Con el paso del tiempo fui sospechando que yo era lo que en la jerga popular se conoce como «un feo». Después de una larga serie de rechazos en materia amorosa me limpié las lágrimas con la manga de la camisa e hice lo que cualquiera en mi situación hubiera hecho: decidí aceptar mi fealdad sin resistencia alguna.
Saberme feo me liberó. Se acabaron los penosos acercamientos a las chicas más bonitas en las fiestas, con sus respectivos rechazos y decepciones. Esa certeza definitiva de mi fealdad acabó de golpe con los complejos e inseguridades que se me habían ido acumulando a través de los años, sin necesidad de costosas terapias psicológicas, ni de hipnosis, reiki, ni nada de eso. Fui feliz, ligero, pleno, quizás por primera vez desde el comienzo de mi pubertad, y creo que fue precisamente eso lo que vio en mis ojos Yolanda esa primera tarde, cuando descubrimos nuestra afinidad mientras comíamos tacos en la casa de nuestro amigo.
Yolanda y yo llevábamos ya cuatro años juntos y éramos la prueba viva de que el amor existe como una fuerza única cómplice de la evolución, un impulso capaz de unir a seres tan separados genéticamente como ella —perfecta, inmortal— y yo —yo— para seguir rodando el carro de la especie en su eterna marcha hacia adelante.
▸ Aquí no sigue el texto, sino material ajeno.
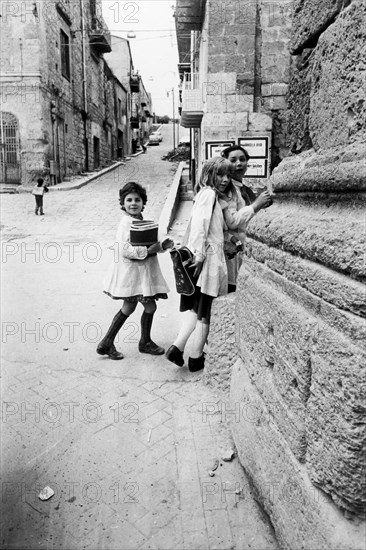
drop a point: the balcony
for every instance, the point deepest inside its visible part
(99, 36)
(192, 102)
(135, 83)
(134, 120)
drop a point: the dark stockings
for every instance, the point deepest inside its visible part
(146, 322)
(117, 323)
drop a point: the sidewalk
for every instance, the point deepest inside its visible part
(126, 446)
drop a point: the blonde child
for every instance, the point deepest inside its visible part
(38, 191)
(239, 207)
(135, 277)
(206, 242)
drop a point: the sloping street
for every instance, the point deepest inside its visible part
(126, 446)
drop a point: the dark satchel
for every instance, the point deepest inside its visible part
(181, 258)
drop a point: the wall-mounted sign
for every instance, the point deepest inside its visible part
(258, 150)
(257, 168)
(257, 147)
(214, 148)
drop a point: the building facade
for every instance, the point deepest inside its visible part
(63, 111)
(139, 103)
(298, 315)
(235, 66)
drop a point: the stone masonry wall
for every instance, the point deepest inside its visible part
(300, 315)
(48, 105)
(221, 349)
(248, 69)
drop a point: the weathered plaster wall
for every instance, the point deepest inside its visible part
(32, 79)
(247, 69)
(300, 312)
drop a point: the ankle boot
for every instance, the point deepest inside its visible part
(175, 356)
(146, 345)
(106, 345)
(196, 363)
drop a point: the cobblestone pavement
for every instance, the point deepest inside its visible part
(126, 445)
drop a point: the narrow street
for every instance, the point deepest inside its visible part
(126, 446)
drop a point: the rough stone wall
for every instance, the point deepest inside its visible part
(32, 81)
(327, 105)
(301, 300)
(248, 68)
(221, 349)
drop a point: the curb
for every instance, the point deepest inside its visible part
(171, 204)
(75, 185)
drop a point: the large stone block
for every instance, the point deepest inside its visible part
(304, 518)
(337, 105)
(275, 340)
(221, 351)
(310, 19)
(343, 293)
(336, 419)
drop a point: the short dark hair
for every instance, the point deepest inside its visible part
(132, 187)
(226, 152)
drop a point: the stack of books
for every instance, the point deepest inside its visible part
(143, 232)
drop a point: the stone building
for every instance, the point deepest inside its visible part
(297, 372)
(235, 67)
(62, 110)
(139, 100)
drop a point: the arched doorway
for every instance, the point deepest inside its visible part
(9, 144)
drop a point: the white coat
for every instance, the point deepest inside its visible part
(206, 241)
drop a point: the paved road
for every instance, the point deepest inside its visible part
(126, 446)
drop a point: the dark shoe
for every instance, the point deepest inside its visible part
(196, 363)
(175, 356)
(151, 348)
(111, 351)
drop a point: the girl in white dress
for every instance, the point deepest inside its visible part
(206, 242)
(239, 208)
(134, 277)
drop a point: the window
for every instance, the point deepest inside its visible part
(65, 54)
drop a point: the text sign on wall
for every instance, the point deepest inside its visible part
(214, 148)
(257, 148)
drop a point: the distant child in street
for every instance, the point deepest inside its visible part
(38, 191)
(135, 276)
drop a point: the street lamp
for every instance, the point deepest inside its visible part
(172, 90)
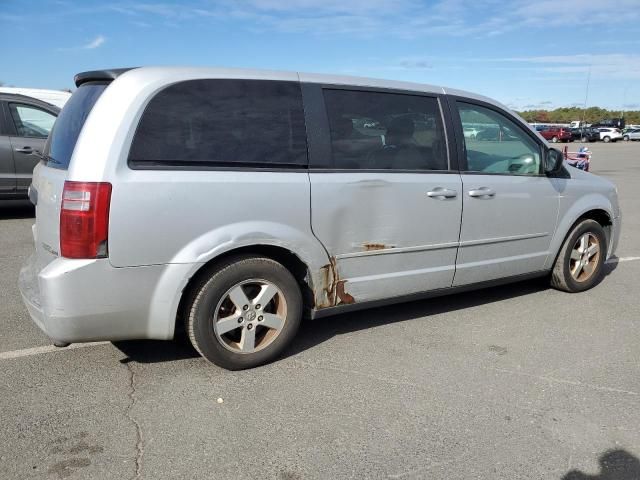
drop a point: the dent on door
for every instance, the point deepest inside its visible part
(385, 237)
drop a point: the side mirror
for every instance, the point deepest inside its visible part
(553, 161)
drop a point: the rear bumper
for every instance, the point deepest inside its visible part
(89, 300)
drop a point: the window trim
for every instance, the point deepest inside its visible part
(461, 145)
(12, 122)
(319, 135)
(178, 165)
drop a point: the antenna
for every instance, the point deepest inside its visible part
(586, 95)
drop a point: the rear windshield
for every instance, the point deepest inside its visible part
(66, 130)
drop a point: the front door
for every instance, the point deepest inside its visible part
(385, 203)
(510, 207)
(32, 126)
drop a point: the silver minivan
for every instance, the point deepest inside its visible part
(233, 203)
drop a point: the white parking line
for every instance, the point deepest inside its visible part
(622, 259)
(27, 352)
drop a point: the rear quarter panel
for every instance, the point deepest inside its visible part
(578, 195)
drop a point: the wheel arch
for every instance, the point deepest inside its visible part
(601, 215)
(289, 259)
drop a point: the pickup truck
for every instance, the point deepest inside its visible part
(557, 134)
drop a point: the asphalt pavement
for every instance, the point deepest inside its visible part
(512, 382)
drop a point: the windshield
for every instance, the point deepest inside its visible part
(67, 128)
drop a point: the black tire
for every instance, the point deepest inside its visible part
(561, 277)
(214, 286)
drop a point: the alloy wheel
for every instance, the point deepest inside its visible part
(250, 316)
(585, 257)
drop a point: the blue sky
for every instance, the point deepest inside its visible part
(525, 53)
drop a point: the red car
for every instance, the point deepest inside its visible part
(557, 134)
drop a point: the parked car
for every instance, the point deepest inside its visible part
(557, 134)
(610, 134)
(610, 123)
(631, 135)
(173, 197)
(24, 125)
(585, 134)
(52, 97)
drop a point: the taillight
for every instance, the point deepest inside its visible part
(84, 219)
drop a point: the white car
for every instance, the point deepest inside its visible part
(610, 134)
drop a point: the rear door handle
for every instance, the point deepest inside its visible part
(482, 192)
(441, 193)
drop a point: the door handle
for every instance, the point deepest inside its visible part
(482, 192)
(441, 193)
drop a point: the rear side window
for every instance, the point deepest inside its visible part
(67, 128)
(225, 123)
(388, 131)
(31, 121)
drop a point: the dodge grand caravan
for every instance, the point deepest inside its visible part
(234, 203)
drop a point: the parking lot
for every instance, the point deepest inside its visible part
(513, 382)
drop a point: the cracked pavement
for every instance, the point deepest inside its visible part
(514, 382)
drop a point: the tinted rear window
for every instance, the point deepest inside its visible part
(227, 123)
(66, 130)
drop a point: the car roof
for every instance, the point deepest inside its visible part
(170, 74)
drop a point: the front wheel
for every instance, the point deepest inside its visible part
(581, 259)
(244, 313)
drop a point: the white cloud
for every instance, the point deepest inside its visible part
(612, 66)
(95, 43)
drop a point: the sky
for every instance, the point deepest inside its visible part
(528, 54)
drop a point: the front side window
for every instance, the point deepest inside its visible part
(31, 121)
(255, 123)
(499, 144)
(372, 130)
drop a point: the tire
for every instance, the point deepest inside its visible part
(228, 344)
(563, 276)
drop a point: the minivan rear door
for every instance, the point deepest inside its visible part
(510, 207)
(385, 199)
(50, 174)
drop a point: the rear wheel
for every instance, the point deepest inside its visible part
(581, 259)
(244, 313)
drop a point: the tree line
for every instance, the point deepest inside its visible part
(568, 114)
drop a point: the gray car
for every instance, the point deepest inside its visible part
(233, 203)
(25, 123)
(631, 135)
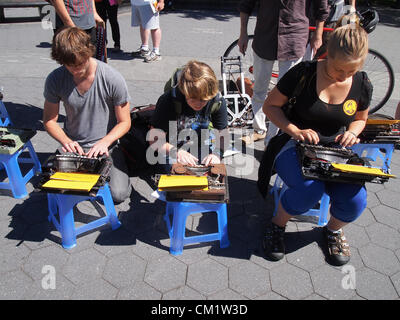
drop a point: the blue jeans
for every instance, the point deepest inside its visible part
(348, 201)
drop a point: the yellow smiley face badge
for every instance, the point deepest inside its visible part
(350, 107)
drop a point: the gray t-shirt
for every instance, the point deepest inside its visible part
(89, 117)
(81, 13)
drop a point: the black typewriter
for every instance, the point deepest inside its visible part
(72, 163)
(337, 165)
(217, 179)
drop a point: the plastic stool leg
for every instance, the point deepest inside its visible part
(223, 226)
(179, 227)
(67, 224)
(36, 162)
(323, 210)
(16, 180)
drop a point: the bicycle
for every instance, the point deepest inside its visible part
(377, 67)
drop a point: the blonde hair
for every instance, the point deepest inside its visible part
(198, 81)
(348, 41)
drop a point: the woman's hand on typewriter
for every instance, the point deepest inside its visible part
(347, 139)
(306, 135)
(100, 148)
(72, 146)
(185, 157)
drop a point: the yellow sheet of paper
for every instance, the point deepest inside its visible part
(72, 181)
(182, 183)
(361, 169)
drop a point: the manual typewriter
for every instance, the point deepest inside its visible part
(195, 183)
(337, 165)
(12, 139)
(74, 174)
(381, 131)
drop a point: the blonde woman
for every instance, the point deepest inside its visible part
(335, 95)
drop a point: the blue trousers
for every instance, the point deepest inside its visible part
(348, 201)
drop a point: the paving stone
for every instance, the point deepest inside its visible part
(291, 282)
(12, 257)
(63, 289)
(373, 199)
(234, 254)
(183, 293)
(328, 282)
(207, 277)
(387, 216)
(366, 217)
(123, 269)
(53, 256)
(355, 235)
(84, 266)
(373, 255)
(97, 289)
(171, 275)
(112, 242)
(396, 282)
(372, 285)
(384, 236)
(14, 285)
(389, 198)
(271, 296)
(227, 294)
(309, 257)
(152, 245)
(139, 291)
(249, 279)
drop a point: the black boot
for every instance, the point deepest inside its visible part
(274, 242)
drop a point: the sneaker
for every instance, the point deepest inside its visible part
(152, 57)
(255, 136)
(274, 242)
(140, 53)
(339, 251)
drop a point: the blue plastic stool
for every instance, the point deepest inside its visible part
(181, 210)
(373, 152)
(4, 117)
(322, 213)
(17, 182)
(63, 205)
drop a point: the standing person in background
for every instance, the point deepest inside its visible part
(77, 13)
(281, 34)
(109, 9)
(145, 13)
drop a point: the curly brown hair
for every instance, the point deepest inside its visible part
(71, 46)
(198, 81)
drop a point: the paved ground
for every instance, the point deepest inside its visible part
(133, 262)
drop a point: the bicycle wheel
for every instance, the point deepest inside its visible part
(381, 75)
(247, 60)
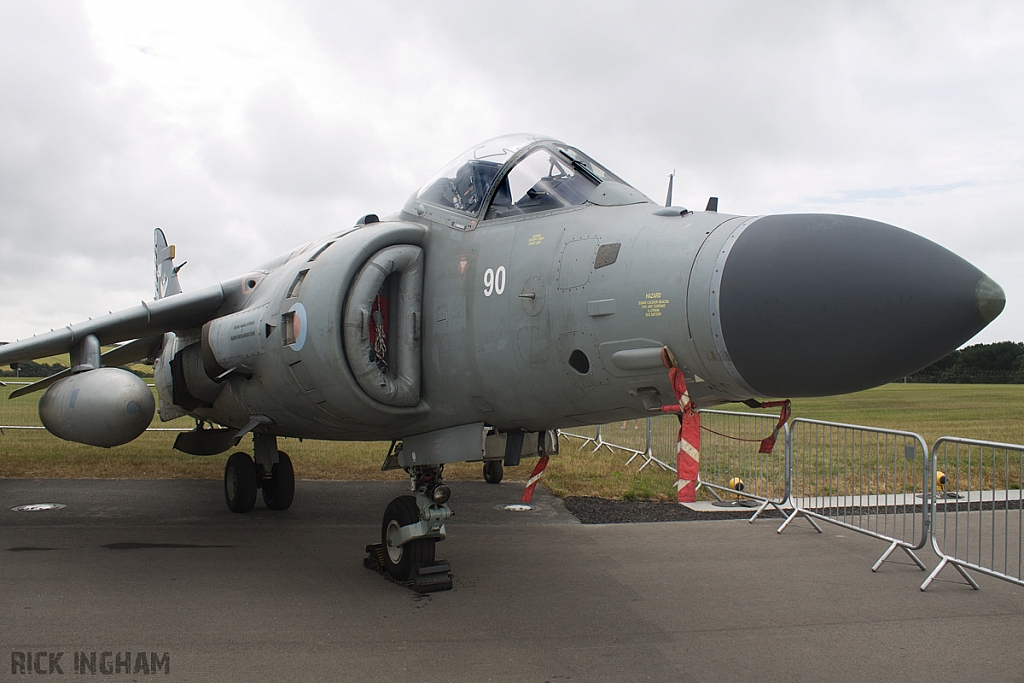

La fortuna de ser amado y a la vez amante, cosa extraordinaria que todo el mundo en el fondo desea de verdad, comenzó a pesarme mucho a causa de ese mal secreto que seguía latente dentro de mí como un pequeñito cáncer azul corriendo por mis venas, acechándome, esperando con paciencia el momento adecuado, cualquier hora de cualquier día de cualquier mayo, para manifestarse y poner fin a nuestra dicha con un golpe certero.
Como cada año, después de un tiempo llegó el temido mes de mayo, las noches se volvieron largas y calurosas, mi creciente falta de sueño agudizó el horror que me causaba la mera idea del daño que mi muerte repentina le haría a mi amada. Fue tanto mi desasosiego, que llegué a desear nunca haberla conocido, y para mayor seguridad, deseé incluso nunca haber conocido al amigo gracias al cual ella y yo habíamos coincidido en aquella ocasión primera, —el amigo de los tacos—, más valdría que él nunca hubiese existido. Compré un segundo teléfono con internet y lo usé para investigar detalles prácticos sobre asuntos inconfesables, maneras de poner fin a mi vida y a la de mi Yolanda antes de que la muerte azul se nos adelantara. Así pasé las muchas horas insomnes de mis últimas noches, viendo dormir a mi Yolanda —bella, inocente—, y planeando la ejecución del último sacrificio que mi amor por ella me exigía.
Ayer por la madrugada me encontré nuevamente llorando en silencio en la cama que compartimos Yolanda y yo. De pronto, de la nada, me limpié las lágrimas con la manga de la piyama e hice lo que cualquiera en mi situación hubiera hecho, y creo que hice bien, a decir verdad: decidí contarle todo a mi psicólogo. Sé que pronto volveré a ser feliz.